Daniel Hoelbling-Inzko talks about programming
Sometimes you do something and you never really think about what you’re doing.
Like the following code:
public bool TestSomething(bool input) { if (input == true) { return true; } else { return false; } }
It’s so obvious, I never thought about what I was really doing there, let alone seen the mistake I made. I mean, without any knowledge about boolean evaluation you still should figure out how to get rid of the bracket porn and produce something like this:
public bool TestSomething(bool input) { if (input == true) return true; return false; }
But that’s only syntactic, the whole statement itself is still silly. The whole == true is completely redundant because you already check a boolean condition to evaluate it to a boolean.
So it boils down to:
public bool TestSomething(bool input) { return input; }
And that’s it. You just saved yourself 6 lines of code that where completely useless (and I guess the compiler is smart enough to optimize that anyway Update: actually, this does make a difference. The compiler can’t figure this out and will produce more IL code because of this).
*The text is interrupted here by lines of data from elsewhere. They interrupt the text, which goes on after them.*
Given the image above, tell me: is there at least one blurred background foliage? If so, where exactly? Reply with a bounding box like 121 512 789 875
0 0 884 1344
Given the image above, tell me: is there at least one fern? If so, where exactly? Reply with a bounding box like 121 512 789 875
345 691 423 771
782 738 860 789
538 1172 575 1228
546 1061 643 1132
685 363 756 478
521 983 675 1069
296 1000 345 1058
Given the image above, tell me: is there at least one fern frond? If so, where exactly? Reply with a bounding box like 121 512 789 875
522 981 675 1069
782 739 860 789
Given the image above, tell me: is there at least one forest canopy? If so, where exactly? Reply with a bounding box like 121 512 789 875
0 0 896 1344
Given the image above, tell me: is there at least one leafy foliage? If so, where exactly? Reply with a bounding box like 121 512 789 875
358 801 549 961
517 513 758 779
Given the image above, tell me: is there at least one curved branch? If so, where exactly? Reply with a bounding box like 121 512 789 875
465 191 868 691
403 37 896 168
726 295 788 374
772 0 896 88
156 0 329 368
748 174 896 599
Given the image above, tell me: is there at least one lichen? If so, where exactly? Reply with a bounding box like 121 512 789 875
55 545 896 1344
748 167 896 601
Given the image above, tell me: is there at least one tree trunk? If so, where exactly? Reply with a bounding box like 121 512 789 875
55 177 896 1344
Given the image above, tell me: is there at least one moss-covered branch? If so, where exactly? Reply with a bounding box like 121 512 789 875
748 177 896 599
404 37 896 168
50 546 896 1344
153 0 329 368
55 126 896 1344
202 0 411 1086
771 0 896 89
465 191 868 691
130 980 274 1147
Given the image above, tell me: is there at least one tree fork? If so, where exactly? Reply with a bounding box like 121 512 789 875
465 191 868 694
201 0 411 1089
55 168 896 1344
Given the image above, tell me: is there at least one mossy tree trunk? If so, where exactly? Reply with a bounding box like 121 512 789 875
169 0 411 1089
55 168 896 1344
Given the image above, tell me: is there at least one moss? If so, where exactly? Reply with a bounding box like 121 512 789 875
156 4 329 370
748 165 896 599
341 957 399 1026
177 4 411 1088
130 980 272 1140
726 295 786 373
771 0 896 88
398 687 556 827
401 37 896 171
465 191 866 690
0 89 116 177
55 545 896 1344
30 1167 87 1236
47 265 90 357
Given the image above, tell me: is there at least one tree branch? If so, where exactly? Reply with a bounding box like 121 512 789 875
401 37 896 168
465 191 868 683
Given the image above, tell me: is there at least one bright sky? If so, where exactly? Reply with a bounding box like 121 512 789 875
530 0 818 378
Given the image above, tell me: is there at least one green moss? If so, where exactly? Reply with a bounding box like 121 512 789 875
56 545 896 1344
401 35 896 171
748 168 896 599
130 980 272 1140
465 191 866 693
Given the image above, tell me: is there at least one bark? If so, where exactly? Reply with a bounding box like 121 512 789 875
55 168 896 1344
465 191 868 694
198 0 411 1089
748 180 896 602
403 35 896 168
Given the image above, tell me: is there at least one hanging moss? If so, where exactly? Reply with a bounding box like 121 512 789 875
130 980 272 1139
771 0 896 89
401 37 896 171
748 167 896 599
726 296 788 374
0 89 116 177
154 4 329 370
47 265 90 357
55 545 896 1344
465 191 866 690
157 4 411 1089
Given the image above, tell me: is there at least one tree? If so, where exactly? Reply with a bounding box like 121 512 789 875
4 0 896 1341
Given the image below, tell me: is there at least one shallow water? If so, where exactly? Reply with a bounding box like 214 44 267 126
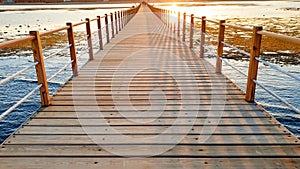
0 1 300 142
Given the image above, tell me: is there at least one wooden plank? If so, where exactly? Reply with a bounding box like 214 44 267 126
24 117 272 126
4 134 298 145
42 104 259 112
0 4 300 169
16 126 287 135
34 110 270 119
0 145 300 158
0 157 300 169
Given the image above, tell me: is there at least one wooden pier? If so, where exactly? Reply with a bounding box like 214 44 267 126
0 5 300 169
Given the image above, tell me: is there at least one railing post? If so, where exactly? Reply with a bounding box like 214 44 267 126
85 18 94 60
190 14 194 48
182 13 186 42
167 10 171 28
110 13 115 38
200 16 206 58
177 12 180 37
105 14 109 43
115 12 119 34
97 16 103 50
30 31 50 106
67 23 78 76
216 20 225 73
245 26 262 102
172 11 176 33
118 11 122 31
121 11 125 29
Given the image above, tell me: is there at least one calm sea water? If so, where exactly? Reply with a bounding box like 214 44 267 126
0 1 300 142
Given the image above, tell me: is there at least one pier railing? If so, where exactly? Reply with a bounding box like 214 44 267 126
0 6 140 120
148 5 300 113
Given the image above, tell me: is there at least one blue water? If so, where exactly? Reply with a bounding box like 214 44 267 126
0 2 300 142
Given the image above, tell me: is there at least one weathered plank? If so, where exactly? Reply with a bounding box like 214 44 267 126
0 3 300 169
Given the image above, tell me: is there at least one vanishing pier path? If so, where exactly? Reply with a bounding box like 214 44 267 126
0 5 300 169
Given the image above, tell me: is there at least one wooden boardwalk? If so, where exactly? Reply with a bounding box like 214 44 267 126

But once I did this I felt I lack the ability to put a breakpoint on the return false statement. And I eventually may have thought about going back to solution #2. But then I found this little thing in Visual Studio that made my day (and all major IDEs have that, only they hide it well):
When you right click a breakpoint you can add a Condition to it, so it will only break when that condition is met. I did so, and voila:
Without having to degrade my code I still could break only when false was returned.
So when I ran it the first break was in the third call:
So, thank god for such great tools like Visual Studio and ReSharper (R# hinted to me that I was doing something stupid in the first place)!